Я долго изучал эту проблему. Я собрал практически все, написанное о Венедикте Ерофееве и о его книге. Воспоминания друзей и знакомых, критические статьи, комментарии, эссеистику по поводу и без повода, филологический мусор, сочинения досужих олухов... «Ерофеев и Лермонтов», «Ерофеев и матриархат», «Ерофеев и постканонический дискурс», «Ерофеев и бред сивой кобылы» – все, что ни подворачивалось мне под руку, я вдумчиво штудировал в поисках разгадки. Иной аналитик уверенно подсовывал мне готовую формулу, популярно объяснял, кем был в жизни Венедикт Ерофеев и чем является персонаж его поэмы. Один умник заявлял, что Веничка – скоморох и юродивый.

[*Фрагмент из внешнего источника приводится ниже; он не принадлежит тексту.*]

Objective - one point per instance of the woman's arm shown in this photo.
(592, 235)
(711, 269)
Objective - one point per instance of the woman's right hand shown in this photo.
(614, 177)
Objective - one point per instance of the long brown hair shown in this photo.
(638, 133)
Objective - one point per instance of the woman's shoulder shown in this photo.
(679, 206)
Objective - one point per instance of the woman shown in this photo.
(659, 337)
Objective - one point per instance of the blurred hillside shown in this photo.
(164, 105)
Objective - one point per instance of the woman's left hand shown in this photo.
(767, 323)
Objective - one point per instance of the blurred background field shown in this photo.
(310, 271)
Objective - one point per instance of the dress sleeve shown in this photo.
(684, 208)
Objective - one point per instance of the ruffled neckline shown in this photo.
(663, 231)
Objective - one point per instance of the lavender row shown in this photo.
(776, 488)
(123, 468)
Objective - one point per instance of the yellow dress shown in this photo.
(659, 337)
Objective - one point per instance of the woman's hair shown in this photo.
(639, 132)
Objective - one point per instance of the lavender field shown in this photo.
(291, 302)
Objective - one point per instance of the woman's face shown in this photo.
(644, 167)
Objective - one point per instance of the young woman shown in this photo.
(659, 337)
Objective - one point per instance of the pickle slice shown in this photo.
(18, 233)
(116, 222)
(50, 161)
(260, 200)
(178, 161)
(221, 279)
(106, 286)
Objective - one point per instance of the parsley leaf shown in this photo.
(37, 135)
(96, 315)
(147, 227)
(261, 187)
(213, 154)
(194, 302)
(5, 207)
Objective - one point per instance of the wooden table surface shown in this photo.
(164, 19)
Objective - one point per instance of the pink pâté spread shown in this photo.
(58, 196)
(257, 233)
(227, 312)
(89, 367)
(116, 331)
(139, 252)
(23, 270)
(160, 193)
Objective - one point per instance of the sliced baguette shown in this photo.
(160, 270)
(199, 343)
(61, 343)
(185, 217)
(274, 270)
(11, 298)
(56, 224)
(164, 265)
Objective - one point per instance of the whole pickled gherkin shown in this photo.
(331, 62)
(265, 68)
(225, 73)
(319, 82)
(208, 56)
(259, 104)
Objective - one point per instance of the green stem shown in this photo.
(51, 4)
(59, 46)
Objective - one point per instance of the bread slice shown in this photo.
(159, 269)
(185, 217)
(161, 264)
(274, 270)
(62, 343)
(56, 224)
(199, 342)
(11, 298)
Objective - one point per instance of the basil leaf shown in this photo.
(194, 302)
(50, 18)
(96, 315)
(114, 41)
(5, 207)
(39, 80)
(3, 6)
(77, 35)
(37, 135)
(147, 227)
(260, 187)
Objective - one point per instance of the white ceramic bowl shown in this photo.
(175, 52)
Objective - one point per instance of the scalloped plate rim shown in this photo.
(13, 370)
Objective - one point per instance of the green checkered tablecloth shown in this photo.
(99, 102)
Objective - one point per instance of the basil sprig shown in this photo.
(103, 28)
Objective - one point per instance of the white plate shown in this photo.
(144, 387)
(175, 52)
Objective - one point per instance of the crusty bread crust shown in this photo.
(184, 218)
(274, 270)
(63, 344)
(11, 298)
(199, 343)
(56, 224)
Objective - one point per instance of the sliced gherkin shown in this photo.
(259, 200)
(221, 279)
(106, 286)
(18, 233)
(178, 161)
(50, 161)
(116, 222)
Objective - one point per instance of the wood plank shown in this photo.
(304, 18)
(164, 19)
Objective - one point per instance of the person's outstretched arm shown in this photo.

Другой провозглашал его панком. У третьего он превращался в ризоматический симулякр. Все эти ярлыки я послушно примерял на себя – но без особого успеха.
В самом деле – ну какой я панк? Какой скоморох? Какой, тем более, симулякр? Конечно, при большом старании можно в любом разглядеть бациллы мизантропии, цинические метастазы и готовность к дешевому зубоскальству; можно все это разглядеть и во мне – но только при очень большом старании. Непредвзятый наблюдатель заметит лишь отзывчивость и человеколюбие. Заметит бескорыстное сострадание тем несчастным, которые не в силах отличить иероглиф «зубило» от иероглифа «блоха». Которые не умеют сказать: «позвольте выразить глубочайший трепет по поводу изъявления моей недостойной просьбы». Сирым и растерянным, малограмотным и робким – только сострадание, только отзывчивость. Никакой мизантропии, никакого снобизма. Ибо сказано: «Смотри и чти, смотри и не плюй». Я умею следовать заветам гения.